Then a rushing revival of soul and a successful effort to
move. And now a full memory of the trial, of the
judges, of the sable draperies, of the sentence, of the sickness, of the swoon.
Then entire forgetfulness of all that followed; of all that a later day and
much earnestness of endeavor have enabled me vaguely to recall.
So
far, I had not opened my eyes. I felt that I lay upon my back, unbound. I
reached out my hand, and it fell heavily upon something damp and hard. There I
suffered it to remain for many minutes, while I strove to imagine where and
what I could be. I longed, yet dared not to employ my vision. I dreaded the
first glance at objects around me. It was not that I feared to look upon things
horrible, but that I grew aghast[1]
lest there should be nothing to see. At length, with a wild desperation at
heart, I quickly unclosed my eyes. My worst thoughts, then, were confirmed. The
blackness of eternal night encompassed me. I struggled for breath. The
intensity of the darkness seemed to oppress and stifle[2]

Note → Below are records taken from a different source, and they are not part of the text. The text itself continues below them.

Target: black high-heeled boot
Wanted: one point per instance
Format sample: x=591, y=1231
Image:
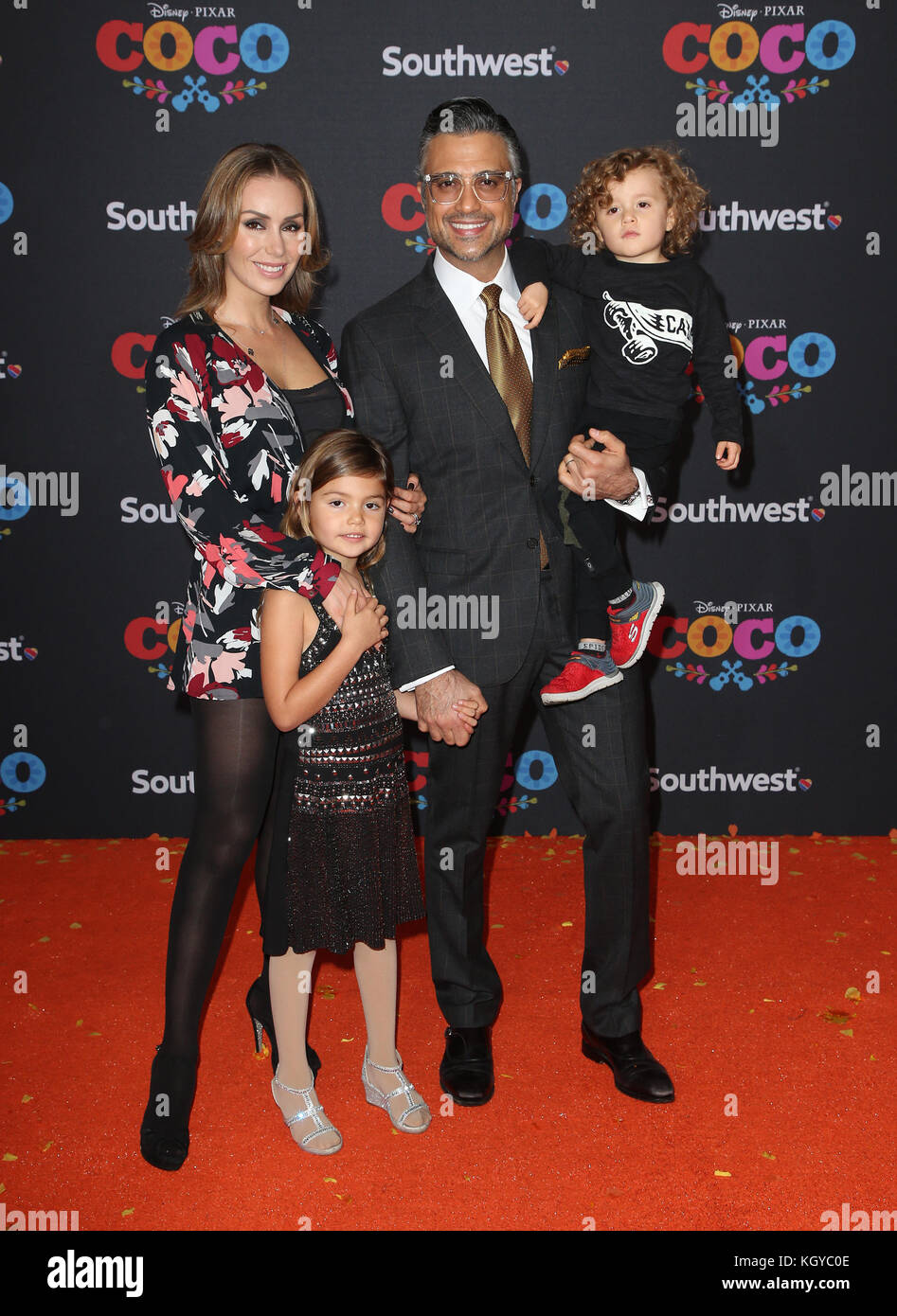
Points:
x=259, y=1003
x=165, y=1132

me. The atmosphere was intolerably close. I still lay quietly, and made effort
to exercise my reason. I brought to mind the inquisitorial proceedings, and
attempted from that point to deduce my real condition. The sentence had passed;
and it appeared to me that a very long interval of time had since elapsed. Yet
not for a moment did I suppose myself actually dead. Such a supposition[3],
notwithstanding what we read in fiction, is altogether inconsistent with real
existence; -- but where and in what state was I? The condemned to death, I
knew, perished usually at the autos-da-fe[4],
and one of these had been held on the very night of the day of my trial. Had I
been remanded[5]
to my dungeon, to await the next sacrifice, which would not take place for many
months? This I at once saw could not be. Victims had been in immediate demand.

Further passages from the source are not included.